United Kingdom of Great Britain and Ireland
- Name: Lalla Rookh
- Builder: Edward Allen
- Launched: 1839 (previous entry "1939" corrected)
- Out of service: 1854?

General characteristics
- Class & type: Barque
- Tons burthen: 372, 500 or 600 tons
- Length: 99.9 feet (30.4 m)

= Lalla Rookh (1839 ship) =

Barque built in 1839

 Lalla Rookh was a barque of 372 (or 500?) tons built by Edward Allen in St Helier, Jersey, in "1939", corrected to 1839. Her dimensions were 99.9 × 24.0 × 16.8 ft.

She is advertised as follows, in the South Australian Record And Australasian Chronicle of 18 March 1840: "A regular trader. To be dispatched in March [1840] for South Australia, the splendid new ship Lalla Rookh. 500 tons burthen. Lying in the London Docks. Henry Kanney (sic), Commander".

She took passengers to the colony of South Australia from London (25 or 26 April 1840 (Note: One source suggests a departure date of 15 April.)) to Port Adelaide (10 August 1840), under Captain Henry Kenney. It carried 11 cabin passengers, 15 in intermediate class, and 93 steerage passengers. Burinessman William Paxton and William Littlejohn O'Halloran (former army officer, later public servant and brother of the first police commissioner, Major T.S. O'Halloran arrived on this ship.

She departed Port Adelaide on 18 September 1840 for Encounter Bay, to refuel for the return journey to London, planned for December. The ship left for London on 23 January 1841 with two passengers, and "a full cargo of colonial produce, consisting of 320 casks of oil, 326 bundles of whalebone, and 400 bales of wool", under Captain Kenney.

On 9 July 1844 she arrived in London from Calcutta under Captain Kenney.

On 7 September 1844 she left London under Kenney for Algoa Bay, in the Eastern Cape of the British Cape Colony, leaving Deal, Kent on 9 September. On 9 March 1845 she arrived in Table Bay. In December 1845 she arrived back in London, via Deal, from Calcutta.

On 10 April 1846 she came down the Thames River to Deal under Captain Martin, leaving Deal for Hobart on 14 April 1846 under Captain Kenney.

On 2 July 1847 she was seen en route from Hartlepool to Aden, under Captain Hains (sic); alternatively reported destination Athens seen off the Isle of Wight on 5 July 1847, under Haines.

On 12 September 1848 she returned to London from Penang under Captain Haines.

Lalla Rookh was reported to have been driven ashore at Auckland, on a voyage from London and Wellington to Auckland on 17 April 1849, but refloated. (Note: See also List of shipwrecks in April 1849.) Lalla Rookh sailed from Auckland, New Zealand, on 23 May 1849 to Port Jackson, the harbour of the colony of New South Wales, arriving on 14 June 1849.

On 5 October 1849 she departed Sydney for London under Captain Haines, with passengers listed as Messrs L. Parker, E. Parker, Pitt, and Severne.

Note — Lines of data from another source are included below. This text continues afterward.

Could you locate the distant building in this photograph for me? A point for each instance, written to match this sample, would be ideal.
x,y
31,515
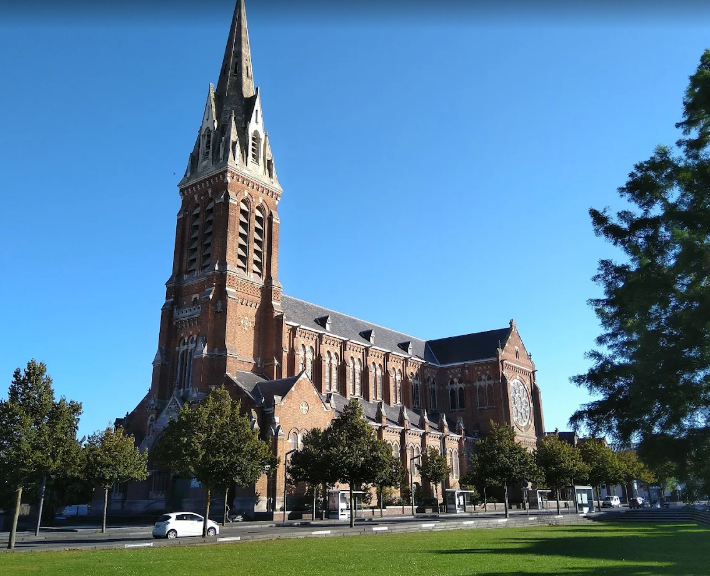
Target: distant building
x,y
293,364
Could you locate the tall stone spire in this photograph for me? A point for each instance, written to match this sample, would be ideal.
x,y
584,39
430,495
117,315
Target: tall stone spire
x,y
236,78
233,133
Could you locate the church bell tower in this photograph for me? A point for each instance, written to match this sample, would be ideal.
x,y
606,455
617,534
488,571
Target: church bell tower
x,y
223,295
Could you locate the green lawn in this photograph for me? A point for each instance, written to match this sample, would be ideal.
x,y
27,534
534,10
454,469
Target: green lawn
x,y
581,550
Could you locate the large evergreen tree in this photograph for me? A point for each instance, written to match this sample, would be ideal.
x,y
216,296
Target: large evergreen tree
x,y
216,445
504,461
651,370
37,434
111,457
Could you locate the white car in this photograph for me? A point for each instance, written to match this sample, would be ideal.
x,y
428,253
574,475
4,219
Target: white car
x,y
178,524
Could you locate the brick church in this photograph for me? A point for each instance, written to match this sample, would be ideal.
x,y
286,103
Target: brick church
x,y
293,364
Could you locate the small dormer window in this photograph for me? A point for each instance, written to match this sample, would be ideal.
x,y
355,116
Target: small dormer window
x,y
368,335
207,136
255,147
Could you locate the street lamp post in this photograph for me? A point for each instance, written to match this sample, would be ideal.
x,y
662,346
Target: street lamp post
x,y
285,477
411,478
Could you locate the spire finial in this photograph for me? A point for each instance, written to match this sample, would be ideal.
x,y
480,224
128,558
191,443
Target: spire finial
x,y
236,78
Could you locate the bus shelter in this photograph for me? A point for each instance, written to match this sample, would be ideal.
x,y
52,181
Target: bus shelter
x,y
459,501
584,497
339,504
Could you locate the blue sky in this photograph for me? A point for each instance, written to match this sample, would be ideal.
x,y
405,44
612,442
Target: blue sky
x,y
437,171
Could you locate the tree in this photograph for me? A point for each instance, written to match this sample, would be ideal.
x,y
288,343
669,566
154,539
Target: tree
x,y
216,445
559,463
505,461
631,468
357,453
434,469
312,464
602,464
37,434
391,474
651,370
111,457
477,477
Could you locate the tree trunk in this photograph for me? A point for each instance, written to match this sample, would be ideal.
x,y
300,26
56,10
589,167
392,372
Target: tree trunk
x,y
599,498
313,514
208,494
41,503
352,507
226,496
103,521
15,517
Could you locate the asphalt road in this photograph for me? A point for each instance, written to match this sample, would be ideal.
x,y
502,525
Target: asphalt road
x,y
89,537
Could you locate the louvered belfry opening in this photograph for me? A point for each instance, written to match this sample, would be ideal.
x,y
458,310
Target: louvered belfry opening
x,y
194,240
243,242
258,264
207,236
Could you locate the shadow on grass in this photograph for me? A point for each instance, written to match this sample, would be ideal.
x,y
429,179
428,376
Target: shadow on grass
x,y
608,549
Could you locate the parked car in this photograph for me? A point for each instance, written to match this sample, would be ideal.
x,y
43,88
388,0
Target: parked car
x,y
178,524
72,511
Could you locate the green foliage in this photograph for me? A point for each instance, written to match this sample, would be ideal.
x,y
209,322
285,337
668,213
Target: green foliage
x,y
357,455
559,463
434,468
313,462
215,444
603,467
37,433
499,460
112,457
592,549
651,370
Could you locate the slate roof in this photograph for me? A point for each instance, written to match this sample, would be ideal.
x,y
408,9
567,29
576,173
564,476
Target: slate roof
x,y
248,381
271,388
468,347
391,413
305,314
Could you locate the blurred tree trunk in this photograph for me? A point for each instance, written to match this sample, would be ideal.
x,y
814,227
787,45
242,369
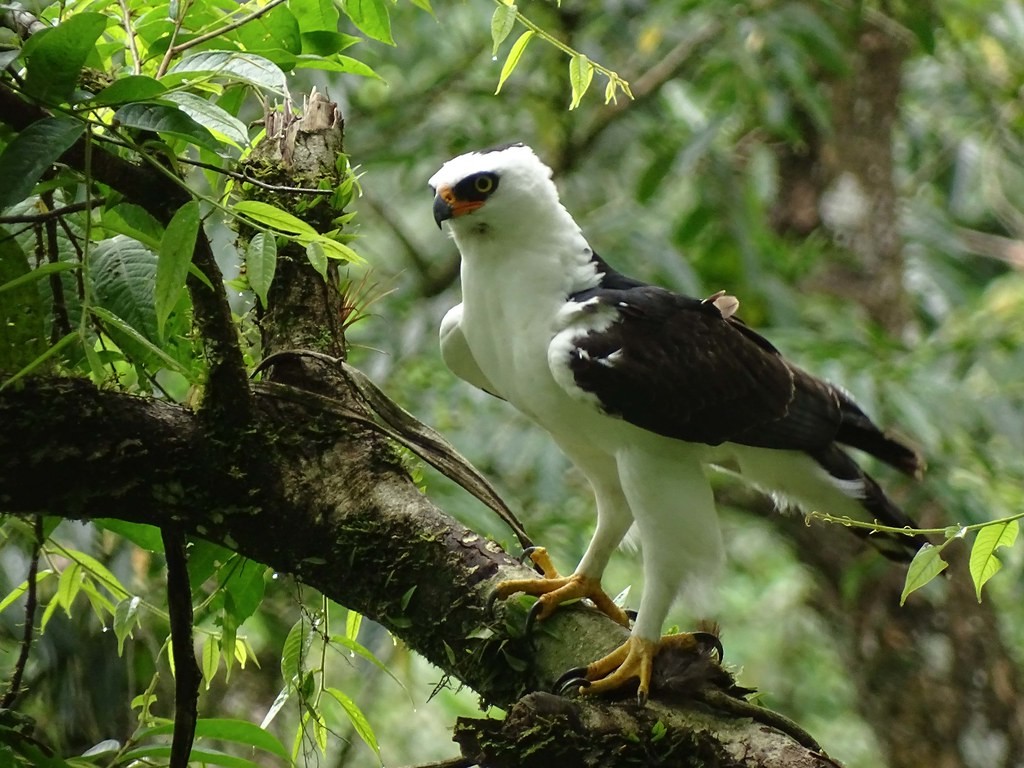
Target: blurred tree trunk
x,y
935,678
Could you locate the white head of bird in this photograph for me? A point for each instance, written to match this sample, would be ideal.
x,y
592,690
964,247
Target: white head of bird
x,y
506,193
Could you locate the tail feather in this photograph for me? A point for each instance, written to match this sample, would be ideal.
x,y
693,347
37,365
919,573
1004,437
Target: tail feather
x,y
857,430
845,470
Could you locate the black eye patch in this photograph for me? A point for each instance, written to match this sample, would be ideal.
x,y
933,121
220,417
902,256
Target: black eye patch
x,y
477,186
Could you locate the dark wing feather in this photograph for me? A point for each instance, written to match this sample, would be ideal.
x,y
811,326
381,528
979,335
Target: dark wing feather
x,y
676,367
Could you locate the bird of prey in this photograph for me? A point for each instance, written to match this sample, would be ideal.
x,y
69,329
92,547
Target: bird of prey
x,y
642,388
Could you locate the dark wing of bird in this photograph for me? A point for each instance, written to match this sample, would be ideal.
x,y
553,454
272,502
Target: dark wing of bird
x,y
676,366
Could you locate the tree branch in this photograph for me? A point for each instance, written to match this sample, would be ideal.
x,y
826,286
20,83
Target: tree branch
x,y
340,513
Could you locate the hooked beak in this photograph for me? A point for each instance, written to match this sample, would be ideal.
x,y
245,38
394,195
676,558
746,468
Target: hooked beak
x,y
448,206
442,210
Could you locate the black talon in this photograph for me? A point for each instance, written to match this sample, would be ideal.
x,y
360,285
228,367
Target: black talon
x,y
572,686
492,599
524,555
708,641
572,677
571,681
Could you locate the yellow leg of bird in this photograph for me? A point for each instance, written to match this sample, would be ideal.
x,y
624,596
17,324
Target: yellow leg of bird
x,y
632,659
552,590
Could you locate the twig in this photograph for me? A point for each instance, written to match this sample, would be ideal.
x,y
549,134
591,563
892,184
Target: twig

On 2 February 1850 she arrived at Gravesend from Sydney.

On 24 June 1850 she departed California for the Gulf of Panama. (Note: As neither the country nor the canal existed at this point, and the ship was in the Pacific, it is assumed that "Panama" means the Gulf of Panama.)

In late August 1850 she was advertised as a packet ship, built as a 600-ton frigate, in London Docks, with cargo loaded and ready to depart for California, looking for passengers. Commander W. H. P. Haines was described as experienced in sailing the Pacific, and in possession of a first-class certificate from the Trinity Board.

On 30 November 1850 she departed Leith, Scotland, for San Francisco under Captain Haines.

On 17 March 1852 she departed Sydney for Newcastle, NSW, in ballast.

A ship of this name under a British flag was reported driven ashore and feared wrecked at Gibraltar on 1 December 1852 (unconfirmed).

The last mention of this ship in Australian waters is its departure from Sydney for San Francisco under Captain Haines on 4 May 1853, with five passengers listed and 95 in steerage. She was advertised beforehand as having recently arrived from California, and well-equipped for passengers and light freight. She evidently reached her destination, as there is a record of one of the passengers, a Dr Swain, having arrived there.

She was last mentioned in Lloyd's Register in 1854.